A Rational, Step-Wise Approach to Process Characterization

Aug 01, 2003

As we scale up manufacturing processes, increase production rates, and strive to minimize batch failures in an increasingly stringent regulatory environment, it is valuable to characterize processes at the levels appropriate for each product development stage (preclinical through phase 3 and commercial manufacturing). Amgen currently characterizes several aspects of the manufacturing process comparable to that performed by other biotech companies. The increased understanding of each process that results from these characterizations can vary - from minimal knowledge, during development and non-GMP runs, to detailed knowledge of each unit operation or group of unit operations in late clinical development. Predictably, in-depth process characterization requires a significant commitment of resources and time.

The overall goal of adequate process characterization for commercial manufacturing processes is to ensure efficient and successful validation and the assurance of consistent process performance. More specifically, the characterization should provide:

  • an understanding of the role of each process step, such as where impurities are cleared during a particular purification step
  • an awareness of the effect of process inputs (operating parameters) on process outputs (performance parameters) and identification of key operating and performance parameters
  • assurance that the process delivers consistent product yields and purity in all operating ranges
  • acceptance parameters for in-process performance parameters.

This article describes a characterization strategy that is cost-effective and consistent.

Compliance and Business Drivers Process characterization has often been viewed as a "check the box" activity or something that was completed but which required little scientific rigor. This was most likely a result of cost cutting. Thorough process characterization requires a significant resource from process development and analytical departments. Many companies now recognize the benefits of sound process characterization - and, unfortunately, the cost of incompletely understood processes (1).

For compliance, process characterization needs to identify key operating and performance parameters, justify operating ranges and acceptance criteria, recognize interactions between key variables, and ensure that the process delivers a product with reproducible yields and purity. This is the complete and rational approach to process validation. Costly registration delays resulting from poorly understood processes and failed validation batches can cost a company tens of millions of dollars.

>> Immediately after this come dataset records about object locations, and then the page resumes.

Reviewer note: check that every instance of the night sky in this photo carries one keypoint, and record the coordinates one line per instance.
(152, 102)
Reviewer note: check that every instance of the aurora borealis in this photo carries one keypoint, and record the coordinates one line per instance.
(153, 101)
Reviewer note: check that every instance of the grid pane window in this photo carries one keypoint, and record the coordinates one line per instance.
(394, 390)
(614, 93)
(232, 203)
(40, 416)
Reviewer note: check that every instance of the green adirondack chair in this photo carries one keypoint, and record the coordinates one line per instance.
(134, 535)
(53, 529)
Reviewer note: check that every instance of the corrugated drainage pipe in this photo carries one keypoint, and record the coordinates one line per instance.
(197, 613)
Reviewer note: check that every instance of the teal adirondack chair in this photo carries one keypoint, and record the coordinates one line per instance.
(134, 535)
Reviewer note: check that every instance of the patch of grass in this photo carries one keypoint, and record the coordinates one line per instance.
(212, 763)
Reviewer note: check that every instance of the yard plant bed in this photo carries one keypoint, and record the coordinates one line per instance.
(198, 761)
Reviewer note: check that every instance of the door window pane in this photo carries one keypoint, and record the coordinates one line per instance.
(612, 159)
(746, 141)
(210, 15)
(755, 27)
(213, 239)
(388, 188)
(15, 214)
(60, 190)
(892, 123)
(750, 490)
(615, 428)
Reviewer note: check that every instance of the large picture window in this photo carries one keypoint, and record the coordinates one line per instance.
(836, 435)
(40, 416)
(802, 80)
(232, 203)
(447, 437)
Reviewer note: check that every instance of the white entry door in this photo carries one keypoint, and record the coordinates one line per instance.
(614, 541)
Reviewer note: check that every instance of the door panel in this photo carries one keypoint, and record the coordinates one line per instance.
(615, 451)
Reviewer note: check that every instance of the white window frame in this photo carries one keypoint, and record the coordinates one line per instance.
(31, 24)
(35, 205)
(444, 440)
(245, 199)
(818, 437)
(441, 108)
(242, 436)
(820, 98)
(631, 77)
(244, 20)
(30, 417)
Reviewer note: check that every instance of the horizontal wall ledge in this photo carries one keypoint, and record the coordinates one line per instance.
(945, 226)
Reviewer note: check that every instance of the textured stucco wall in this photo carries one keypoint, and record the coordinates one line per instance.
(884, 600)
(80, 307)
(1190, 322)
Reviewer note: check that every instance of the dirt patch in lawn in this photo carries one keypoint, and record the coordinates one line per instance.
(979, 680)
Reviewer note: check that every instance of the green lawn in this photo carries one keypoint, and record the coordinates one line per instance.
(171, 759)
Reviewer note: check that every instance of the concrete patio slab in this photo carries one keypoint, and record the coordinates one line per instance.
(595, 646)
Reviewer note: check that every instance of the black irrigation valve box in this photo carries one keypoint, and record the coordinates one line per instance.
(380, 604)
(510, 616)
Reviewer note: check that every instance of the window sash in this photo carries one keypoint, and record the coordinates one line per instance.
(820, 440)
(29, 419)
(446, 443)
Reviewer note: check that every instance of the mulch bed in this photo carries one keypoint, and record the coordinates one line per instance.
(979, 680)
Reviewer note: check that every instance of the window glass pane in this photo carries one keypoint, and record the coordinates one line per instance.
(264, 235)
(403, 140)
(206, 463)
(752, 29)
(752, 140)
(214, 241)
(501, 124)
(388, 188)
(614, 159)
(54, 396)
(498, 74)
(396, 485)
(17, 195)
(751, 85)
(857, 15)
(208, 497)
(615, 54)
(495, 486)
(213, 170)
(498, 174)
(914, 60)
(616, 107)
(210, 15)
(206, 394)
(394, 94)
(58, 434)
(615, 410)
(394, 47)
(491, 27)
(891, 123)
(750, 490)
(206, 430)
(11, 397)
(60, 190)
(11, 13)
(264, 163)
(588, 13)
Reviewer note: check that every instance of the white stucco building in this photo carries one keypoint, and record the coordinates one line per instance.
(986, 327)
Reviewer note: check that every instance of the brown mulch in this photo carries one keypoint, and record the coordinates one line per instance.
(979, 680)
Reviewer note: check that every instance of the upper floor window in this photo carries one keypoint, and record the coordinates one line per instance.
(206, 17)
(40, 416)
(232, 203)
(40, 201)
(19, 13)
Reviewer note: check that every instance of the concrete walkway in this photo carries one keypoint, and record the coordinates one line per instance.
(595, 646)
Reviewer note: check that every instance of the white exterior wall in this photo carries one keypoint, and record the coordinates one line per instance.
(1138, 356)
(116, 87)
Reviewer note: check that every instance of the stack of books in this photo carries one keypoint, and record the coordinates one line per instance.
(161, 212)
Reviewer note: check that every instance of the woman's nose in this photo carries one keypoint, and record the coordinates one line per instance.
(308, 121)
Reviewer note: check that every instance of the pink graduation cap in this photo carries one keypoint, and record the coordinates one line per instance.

From a business standpoint, process characterization can improve run success rates and lead to incremental, but significant, yield improvements. Better process understanding can also minimize - and aid in the investigation of - process deviations.

Timing of the Studies To conserve resources, waiting until after phase 2 is the best time to start "intensive" process characterization work. At that point, the commercial process should be developed, and you know whether or not the product is likely to make it to market. Unfortunately, the driver for process characterization timing is the start of conformance or validation lots. Therefore the work should be completed by that point so that information gained from it can be used to support operating ranges and acceptance criteria for validation protocols.


Figure 1. Timing of process characterization studies; it's preferable for work to start at the end of phase 2, but it needs to be completed before the start of conformance or validation lots.
At least 12 to 15 months should be allowed for process characterization studies; therefore, they should start no later than 15 months before the conformance runs (see Figure 1). Sometimes phase 2 studies are complete by this point; but if phase 2 data are still pending, process characterization resources may have to be spent "at risk" to ensure completion of the work before the process validation runs. Fortunately, characterization studies can sometimes be ramped up slowly during the first few months, which may provide the time to complete the phase 2 studies, conserving resources until a clearer picture of the product's viability is obtained. Figure 2 shows the "process flow" involved in characterizing the manufacturing steps leading up to the validation studies.

Precharacterization Work Three steps are involved in precharacterization:

  • mining data and assessing risk
  • qualifying a scale-down model
  • developing process characterization protocols.


Process Characterization Terminology
Step 1: Data mining and risk assessment. Data mining - a retrospective review of historical data - and risk assessment analyses determine what operating parameters need to be examined experimentally during process characterization. Data from lab notebooks, technical reports, process histories, run summaries, and manufacturing records are combined with a list of the operating parameters and provisional operating ranges for each unit operation. The data are then compiled and reviewed by the team that developed the process to be characterized. Frequently, information on operating ranges from tests done during process development can help identify the parameters most likely to affect a process (2).

Once data mining is complete, risk should be assessed for each unit operation on the effect and likelihood of an excursion from operating ranges. Hazard analysis and critical control points (HACCP) (3), failure mode and effects analysis (FMEA) (4-7), cause-and-effect diagrams (8), and other risk assessment tools can be used for risk analyses. FMEA assigns a numerical rating (typically 1 to 10) to the severity of an excursion from operating parameter ranges, the probability of an excursion, and the likelihood of detecting an excursion before it has an effect on the product (4-7). The combined risk factor - the risk priority number (RPN) - is a multiple of the three variables, rating each parameter from 1 to 1,000 (4-7).